O despertar da água na boca
Lá, no início do século 20, o cientista Ikeda descobriu o umami, enquanto saboreava uma tigela de kombu dashi, o caldo considerado a base da culinária japonesa. Pois bem, em São Paulo, Gerard Barberan, do Kuro, dono de uma estrela Michelin, resolveu potencializar, em uma receita parecida, ainda mais o quinto gosto.
“Esquentamos a água com a kombu [alga marítima] até 68 graus e mantemos essa temperatura por 10 segundos. Então, desligamos o fogo e colocamos o katsuobushi [tempero feito a partir de peixe bonito defumado e seco] e deixamos que ele se deposite no fundo da panela”, explica o chef, em conversa com o NeoFeed.
A ideia, como diz, é tentar tirar o máximo de umami possível dos dois ingredientes. Para tanto, ele faz a filtragem do caldo com o “syphon coffee” — técnica que emprega princípios da física, como vácuo e condensação, utilizado normalmente para preparar café. Barberan quer tornar seu dashi ainda mais umami.
No Aiô, restaurante taiwanês, em São Paulo, os chefs Victor Valadão e Caio Yokota acabam de lançar um menu em que vários pratos têm a presença de doubanjiang (feijão fermentado) e molho de ostras e de cogumelos, ingredientes altamente concentrados no quinto gosto.

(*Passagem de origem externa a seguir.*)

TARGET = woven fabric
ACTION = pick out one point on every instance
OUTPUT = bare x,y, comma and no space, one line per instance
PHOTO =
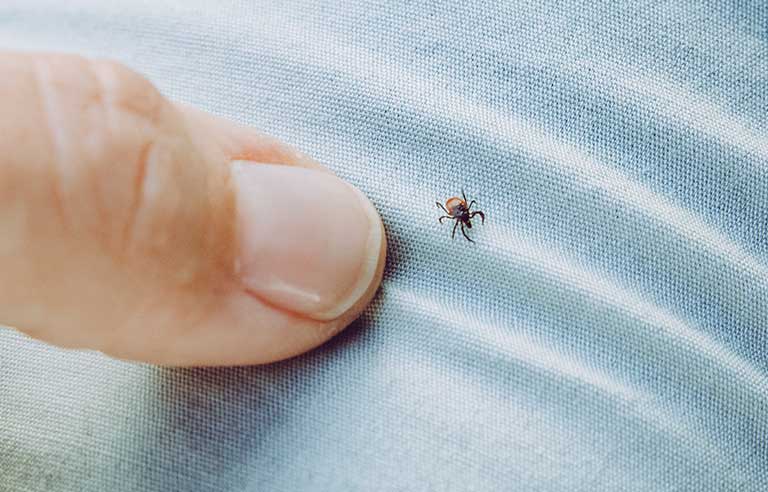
607,331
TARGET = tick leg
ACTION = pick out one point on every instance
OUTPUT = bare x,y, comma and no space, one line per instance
465,233
482,215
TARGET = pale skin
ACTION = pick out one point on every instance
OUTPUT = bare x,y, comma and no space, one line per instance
155,232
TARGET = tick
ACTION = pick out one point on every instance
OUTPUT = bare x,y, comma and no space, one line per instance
458,211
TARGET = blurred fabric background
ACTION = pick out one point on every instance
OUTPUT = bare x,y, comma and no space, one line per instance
608,330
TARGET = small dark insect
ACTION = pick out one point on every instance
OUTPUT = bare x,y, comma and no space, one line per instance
458,210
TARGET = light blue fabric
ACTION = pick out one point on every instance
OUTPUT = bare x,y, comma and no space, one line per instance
608,330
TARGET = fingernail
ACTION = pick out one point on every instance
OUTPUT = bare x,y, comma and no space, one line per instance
308,242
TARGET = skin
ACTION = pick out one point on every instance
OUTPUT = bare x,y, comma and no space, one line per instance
129,225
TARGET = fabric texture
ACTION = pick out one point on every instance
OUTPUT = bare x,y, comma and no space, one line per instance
607,331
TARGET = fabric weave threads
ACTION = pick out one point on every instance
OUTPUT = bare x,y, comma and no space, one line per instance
609,329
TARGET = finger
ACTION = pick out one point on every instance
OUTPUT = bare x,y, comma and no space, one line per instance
159,233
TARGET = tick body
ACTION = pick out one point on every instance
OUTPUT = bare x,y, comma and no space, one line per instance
460,211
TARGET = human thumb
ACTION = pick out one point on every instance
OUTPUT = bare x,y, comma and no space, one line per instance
159,233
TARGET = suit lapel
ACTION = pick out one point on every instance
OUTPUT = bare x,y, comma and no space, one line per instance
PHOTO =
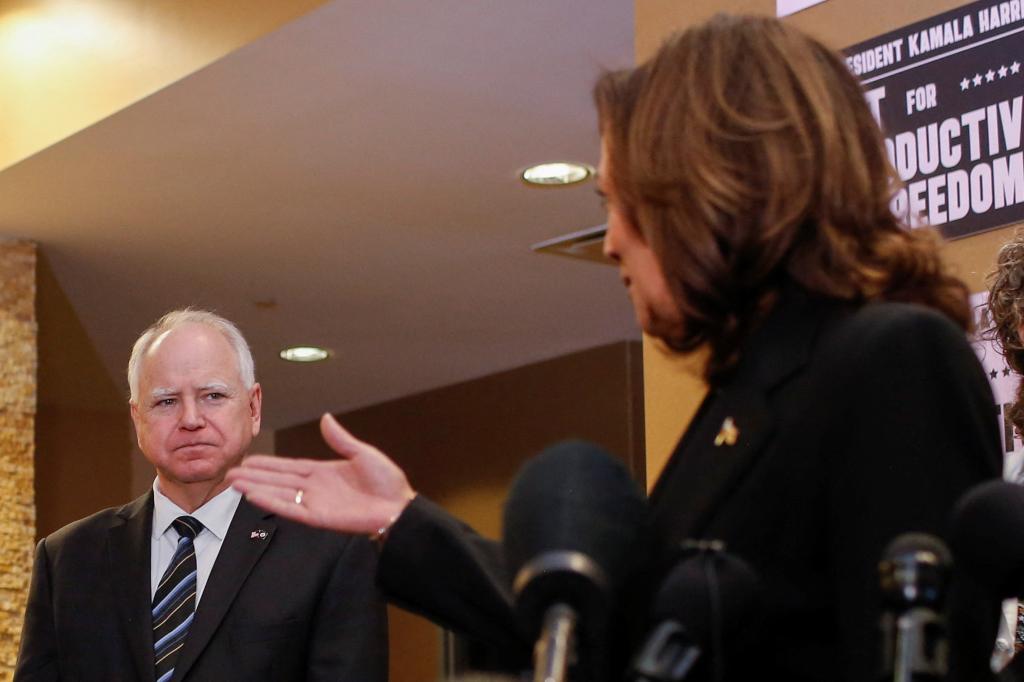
704,474
733,427
238,555
128,555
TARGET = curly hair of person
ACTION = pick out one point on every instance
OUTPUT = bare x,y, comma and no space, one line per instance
1006,313
747,157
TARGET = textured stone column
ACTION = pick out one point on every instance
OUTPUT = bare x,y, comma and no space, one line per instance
17,414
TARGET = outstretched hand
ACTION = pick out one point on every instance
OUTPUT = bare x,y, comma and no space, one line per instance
361,493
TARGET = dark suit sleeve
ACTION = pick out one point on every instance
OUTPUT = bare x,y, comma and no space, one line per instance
913,431
37,658
437,566
349,639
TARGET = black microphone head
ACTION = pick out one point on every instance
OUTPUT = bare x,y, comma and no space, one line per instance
706,588
705,619
913,571
571,518
987,533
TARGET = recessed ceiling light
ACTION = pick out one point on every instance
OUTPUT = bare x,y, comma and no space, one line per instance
556,174
304,354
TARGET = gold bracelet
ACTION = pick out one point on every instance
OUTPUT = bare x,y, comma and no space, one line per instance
380,535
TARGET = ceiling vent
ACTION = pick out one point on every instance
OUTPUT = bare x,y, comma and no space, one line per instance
585,245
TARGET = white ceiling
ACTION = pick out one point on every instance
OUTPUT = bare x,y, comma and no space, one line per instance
358,167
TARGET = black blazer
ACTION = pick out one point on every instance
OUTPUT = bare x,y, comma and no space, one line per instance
853,425
283,602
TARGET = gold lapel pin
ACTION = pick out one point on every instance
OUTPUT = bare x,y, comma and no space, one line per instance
728,434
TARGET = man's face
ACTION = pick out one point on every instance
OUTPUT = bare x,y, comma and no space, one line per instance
195,420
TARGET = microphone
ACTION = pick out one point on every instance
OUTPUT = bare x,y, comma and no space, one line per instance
571,518
706,601
913,572
988,524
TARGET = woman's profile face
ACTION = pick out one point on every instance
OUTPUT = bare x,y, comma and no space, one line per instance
639,268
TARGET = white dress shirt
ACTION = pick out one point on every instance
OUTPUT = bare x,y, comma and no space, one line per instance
215,516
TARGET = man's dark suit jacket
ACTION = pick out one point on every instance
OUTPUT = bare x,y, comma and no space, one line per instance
283,602
854,425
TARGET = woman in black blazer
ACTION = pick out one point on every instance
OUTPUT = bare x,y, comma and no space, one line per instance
748,190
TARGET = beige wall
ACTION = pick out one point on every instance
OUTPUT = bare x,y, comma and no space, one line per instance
83,431
462,444
98,56
672,390
17,414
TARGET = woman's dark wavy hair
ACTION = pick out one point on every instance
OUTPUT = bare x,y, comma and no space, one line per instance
1006,311
745,154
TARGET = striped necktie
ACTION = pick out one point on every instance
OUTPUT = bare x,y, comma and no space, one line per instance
174,603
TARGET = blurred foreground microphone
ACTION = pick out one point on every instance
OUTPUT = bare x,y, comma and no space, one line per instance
913,571
571,522
704,603
988,525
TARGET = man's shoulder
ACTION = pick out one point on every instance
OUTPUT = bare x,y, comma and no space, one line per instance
96,523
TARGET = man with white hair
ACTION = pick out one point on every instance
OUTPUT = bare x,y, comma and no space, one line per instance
189,582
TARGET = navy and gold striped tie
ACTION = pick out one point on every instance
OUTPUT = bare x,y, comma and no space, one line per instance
174,603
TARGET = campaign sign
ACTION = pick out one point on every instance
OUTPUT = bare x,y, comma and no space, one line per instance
948,93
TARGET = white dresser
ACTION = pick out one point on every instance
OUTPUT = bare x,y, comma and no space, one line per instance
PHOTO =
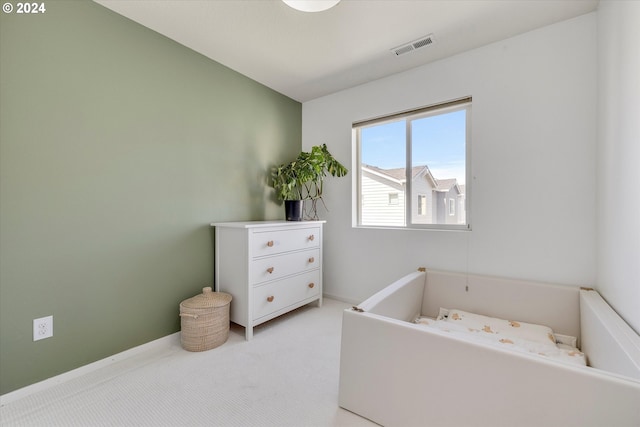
269,267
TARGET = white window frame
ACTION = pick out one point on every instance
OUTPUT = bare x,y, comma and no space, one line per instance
409,116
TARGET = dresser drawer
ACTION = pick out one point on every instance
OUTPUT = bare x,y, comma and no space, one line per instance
275,296
275,267
271,242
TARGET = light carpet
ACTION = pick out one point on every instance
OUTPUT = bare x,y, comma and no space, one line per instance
286,376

Entre as criações do Aiô, está o Char siu de copa lombo, um dos preparos mais demorados do restaurante — uma bomba de umami. “O arroz moti e o arroz vermelho passam por um processo de fermentação alcoólica, processo semelhante à feitura do saquê. O mosto dessa fermentação é utilizado para temperar e glacear a carne. E é a fermentação do koji [um tipo de fungo] com os dois tipos de arroz forma uma base de umami bastante concentrada”, detalha Valadão, em entrevista ao NeoFeed. Tudo para garantir a água na boca dos clientes.
Em bebidas também
O alcance do quinto gosto vai além dos pratos, entrando também no preparo de bebidas. Os ingredientes umami podem harmonizar os sabores de um drinque e, por isso, bartenders e fabricantes têm explorado maneiras de introduzi-lo em suas criações.
“Pesquisadores verificaram que a presença do gosto tem sido observada de forma bem sutil em diferentes tipos de bebidas, como saquê, champanhe, vinho e cerveja, e a intensidade varia de acordo com o processo de produção, principalmente nas etapas de fermentação”, explica ao NeoFeed Hellen Maluly, doutora em ciência dos alimentos e consultora do Comitê Umami, iniciativa da Ajinomoto, cujo objetivo é difundir informações sobre o quinto gosto.
Aliás, a descoberta do umami levou o cientista Ikeda a isolar os cristais responsáveis pelo gosto em laboratório, criar o glutamato monossódico e, com o empresário Saburouske Suzuki III, fundar a gigante japonesa de ingredientes, em 1909.
No Aiô, um dos drinques de maior sucesso, por exemplo, é o Tostado, preparado com bourbon, manteiga noisette, cogumelo, vinho madeira, xarope dourado salgado, bolha de fumaça e um bitter umami, à base de algas, flocos de bonito e cogumelos shiitake secos, produzido pela empresa The Japanese Bitters.
Em edição limitada, foi lançado, em 2024, o uísque Johnnie Walker Blue Label Elusive Umami. Criação do chef Kei Kobayashi, do restaurante parisiense Kei, três estrelas Michelin, e da master blender Emma Walker, a bebida traz um mistura de sabores salgados e adocicados.
Recomenda-se consumi-lo puro, acompanhado de caviar.
Se você ficou com água na boca ou curioso para desvendar o poder do umami, quando estiver diante de um prato elaborado para despertar os sentidos para esse sabor, vale seguir a dica dos chefs.
Comece sentindo os aromas e coma com calma para que suas papilas gustativas assimilem mais profundamente o que está sendo degustado.
“Encontrar o umami em um shoyu ou na sua versão sintética como o glutamato monossódico é fácil”, diz Rodrigo Oliveira. Muito mais recompensador, completa ele, é descobrir toda a riqueza do umami em preparos cuidadosos, elaborados com ingrediente naturais.